L’obsession d’être politiquement – et antinucléairement – corrects, a l’image de M. Schroeder, nous conduira-t-il à poursuivre la détérioration des forêts, l’engluement de régions côtières et la mise en danger des équilibres climatiques en utilisant massivement des énergies polluantes, alors que nous disposons, avec le nucléaire, la force hydraulique et les autres agents renouvelables de sources propres et abondantes?

Ceux qui se préoccupent des risques que recèle l’atome pour les générations futures – sujet qui ne saurait être éludé – ne rejettent pas cette technologie: ils l’améliorent. Il faut donner aux ingénieurs et aux techniciens les moyens de construire les meilleures centrales possibles. Il est tout aussi urgent de contrecarrer la désinformation savamment entretenue à propos de la radioactivité et de ses effets.

De Saint-Moritz à Gösgen
Exemple: une seule radiographie du thorax entraîne une irradiation de 1000 microsieverts. Pour absorber une dose équivalente, il faudrait dormir quatre nuits d’affilée contre un conteneur de déchets radioactifs issus d’une centrale nucléaire. Or une cure de dix jours dans une station thermale en altitude entraîne une irradiation quatre fois plus élevée. Les habitants de Saint-Moritz absorbent trois fois plus de radioactivité que les voisins de la centrale nucléaire de Gösgen.

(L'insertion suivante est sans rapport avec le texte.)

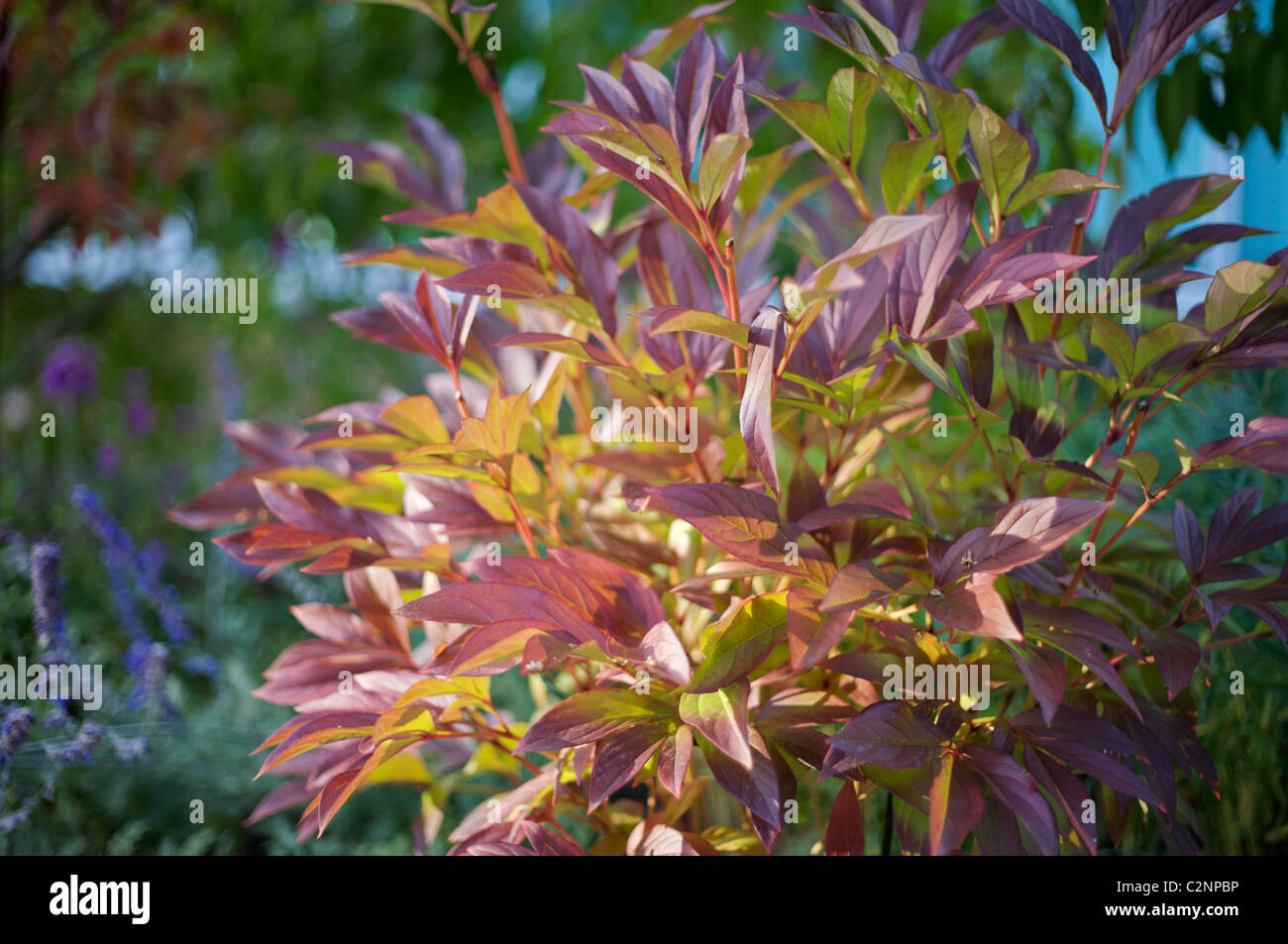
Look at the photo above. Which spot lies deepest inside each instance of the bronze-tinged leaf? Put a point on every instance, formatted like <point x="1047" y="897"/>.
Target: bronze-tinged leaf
<point x="746" y="524"/>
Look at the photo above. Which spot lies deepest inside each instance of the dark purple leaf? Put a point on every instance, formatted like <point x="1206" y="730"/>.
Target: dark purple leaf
<point x="1160" y="35"/>
<point x="1018" y="789"/>
<point x="694" y="77"/>
<point x="844" y="833"/>
<point x="1024" y="532"/>
<point x="592" y="715"/>
<point x="1056" y="34"/>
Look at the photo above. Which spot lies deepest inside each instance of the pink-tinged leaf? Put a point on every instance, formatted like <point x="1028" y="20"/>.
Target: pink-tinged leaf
<point x="975" y="607"/>
<point x="859" y="584"/>
<point x="1176" y="656"/>
<point x="755" y="411"/>
<point x="810" y="634"/>
<point x="652" y="91"/>
<point x="1068" y="790"/>
<point x="1025" y="531"/>
<point x="746" y="524"/>
<point x="1014" y="278"/>
<point x="728" y="115"/>
<point x="673" y="760"/>
<point x="503" y="806"/>
<point x="1044" y="673"/>
<point x="889" y="734"/>
<point x="925" y="259"/>
<point x="1072" y="620"/>
<point x="416" y="323"/>
<point x="1013" y="786"/>
<point x="763" y="785"/>
<point x="619" y="758"/>
<point x="721" y="717"/>
<point x="500" y="647"/>
<point x="664" y="652"/>
<point x="546" y="841"/>
<point x="655" y="837"/>
<point x="576" y="250"/>
<point x="1087" y="652"/>
<point x="870" y="498"/>
<point x="844" y="833"/>
<point x="481" y="603"/>
<point x="694" y="77"/>
<point x="956" y="805"/>
<point x="592" y="715"/>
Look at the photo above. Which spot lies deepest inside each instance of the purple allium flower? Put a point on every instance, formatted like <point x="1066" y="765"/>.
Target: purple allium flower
<point x="69" y="372"/>
<point x="107" y="460"/>
<point x="47" y="596"/>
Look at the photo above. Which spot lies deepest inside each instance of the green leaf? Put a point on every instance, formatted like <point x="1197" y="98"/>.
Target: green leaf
<point x="721" y="717"/>
<point x="1142" y="467"/>
<point x="848" y="98"/>
<point x="719" y="161"/>
<point x="1055" y="183"/>
<point x="1235" y="291"/>
<point x="1116" y="343"/>
<point x="952" y="111"/>
<point x="703" y="322"/>
<point x="905" y="172"/>
<point x="741" y="642"/>
<point x="1004" y="158"/>
<point x="1162" y="340"/>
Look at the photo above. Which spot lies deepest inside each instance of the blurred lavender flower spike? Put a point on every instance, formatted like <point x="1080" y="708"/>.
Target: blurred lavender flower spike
<point x="47" y="596"/>
<point x="127" y="567"/>
<point x="107" y="460"/>
<point x="13" y="730"/>
<point x="71" y="371"/>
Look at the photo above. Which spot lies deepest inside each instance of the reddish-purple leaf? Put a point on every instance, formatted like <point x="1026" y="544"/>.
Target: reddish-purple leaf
<point x="889" y="734"/>
<point x="844" y="833"/>
<point x="721" y="717"/>
<point x="694" y="77"/>
<point x="975" y="607"/>
<point x="746" y="524"/>
<point x="1056" y="34"/>
<point x="956" y="805"/>
<point x="1044" y="673"/>
<point x="1018" y="789"/>
<point x="1024" y="532"/>
<point x="755" y="412"/>
<point x="1160" y="35"/>
<point x="673" y="760"/>
<point x="619" y="758"/>
<point x="592" y="715"/>
<point x="1176" y="656"/>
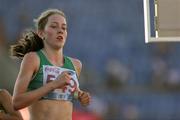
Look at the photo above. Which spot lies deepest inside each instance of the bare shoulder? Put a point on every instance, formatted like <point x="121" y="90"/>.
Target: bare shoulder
<point x="31" y="59"/>
<point x="4" y="94"/>
<point x="77" y="64"/>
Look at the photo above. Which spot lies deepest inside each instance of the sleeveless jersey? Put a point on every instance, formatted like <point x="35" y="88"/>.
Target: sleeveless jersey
<point x="48" y="72"/>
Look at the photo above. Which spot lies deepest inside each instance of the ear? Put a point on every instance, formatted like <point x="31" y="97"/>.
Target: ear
<point x="40" y="33"/>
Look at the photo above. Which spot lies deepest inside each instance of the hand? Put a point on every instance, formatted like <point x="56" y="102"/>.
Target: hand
<point x="84" y="98"/>
<point x="62" y="80"/>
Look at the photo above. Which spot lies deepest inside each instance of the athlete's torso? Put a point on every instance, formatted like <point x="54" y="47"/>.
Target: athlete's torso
<point x="56" y="105"/>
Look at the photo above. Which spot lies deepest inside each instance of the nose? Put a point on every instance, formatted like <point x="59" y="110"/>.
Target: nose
<point x="60" y="31"/>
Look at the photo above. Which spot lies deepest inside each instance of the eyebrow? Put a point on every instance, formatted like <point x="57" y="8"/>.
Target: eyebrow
<point x="57" y="23"/>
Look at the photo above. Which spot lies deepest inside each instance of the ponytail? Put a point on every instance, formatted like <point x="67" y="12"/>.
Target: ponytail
<point x="28" y="43"/>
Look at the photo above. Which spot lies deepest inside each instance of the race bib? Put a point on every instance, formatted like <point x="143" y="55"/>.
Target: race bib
<point x="50" y="73"/>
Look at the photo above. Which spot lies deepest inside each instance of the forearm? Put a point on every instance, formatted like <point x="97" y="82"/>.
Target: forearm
<point x="25" y="99"/>
<point x="4" y="116"/>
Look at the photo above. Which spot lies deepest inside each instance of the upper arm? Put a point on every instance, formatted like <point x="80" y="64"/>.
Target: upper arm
<point x="29" y="66"/>
<point x="78" y="66"/>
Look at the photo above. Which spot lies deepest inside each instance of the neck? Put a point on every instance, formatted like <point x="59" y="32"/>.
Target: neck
<point x="55" y="56"/>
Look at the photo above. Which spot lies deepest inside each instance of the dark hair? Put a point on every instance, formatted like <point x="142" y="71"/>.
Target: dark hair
<point x="30" y="40"/>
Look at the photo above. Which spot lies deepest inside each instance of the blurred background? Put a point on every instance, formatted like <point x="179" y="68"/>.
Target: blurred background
<point x="128" y="79"/>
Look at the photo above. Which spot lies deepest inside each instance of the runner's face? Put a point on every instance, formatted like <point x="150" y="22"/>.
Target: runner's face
<point x="55" y="31"/>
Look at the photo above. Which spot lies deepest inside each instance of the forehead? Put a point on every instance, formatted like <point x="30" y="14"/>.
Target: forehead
<point x="57" y="18"/>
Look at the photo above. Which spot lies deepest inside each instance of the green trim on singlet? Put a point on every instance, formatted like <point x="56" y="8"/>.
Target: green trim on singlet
<point x="37" y="80"/>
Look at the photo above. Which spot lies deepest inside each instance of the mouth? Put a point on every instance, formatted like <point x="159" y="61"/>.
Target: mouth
<point x="60" y="38"/>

La radioactivité n’est donc pas cette puissance mystérieuse et insaisissable que certains s’acharnent à peindre sur la muraille. C’est une force parfaitement mesurable et suffisamment maîtrisée pour être utilisée en toute sécurité dans la médecine, l’industrie, l’agriculture et l’énergie.

Courage!
"L’énergie nucléaire devrait jouer un rôle majeur en contribuant à la fourniture d’électricité et à la lutte contre le réchauffement de la planète!". Cette conclusion du dernier Congrès mondial de l’énergie, à Houston, suppose toutefois que l’industrie prenne les mesures nécessaires pour abaisser les coûts et rassurer l’opinion publique sur les questions de sûreté.

Elle suppose également que les gouvernements jouent un rôle plus actif en favorisant une gestion prudente des déchets et, surtout, en dénonçant les campagnes de désinformation et de peur orchestrées par les adversaires politiques et économiques de cette technologie. Une telle attitude exige du courage et de la détermination. Des qualités indispensables si l’on veut éviter de perpétuer le rôle écrasant des combustibles fossiles dans l’approvisionnement futur, avec tous les risques économiques, écologiques et politiques qui en résultent.
(Extrait d’un article paru dans "24 HEURES"du 23 juillet 2000)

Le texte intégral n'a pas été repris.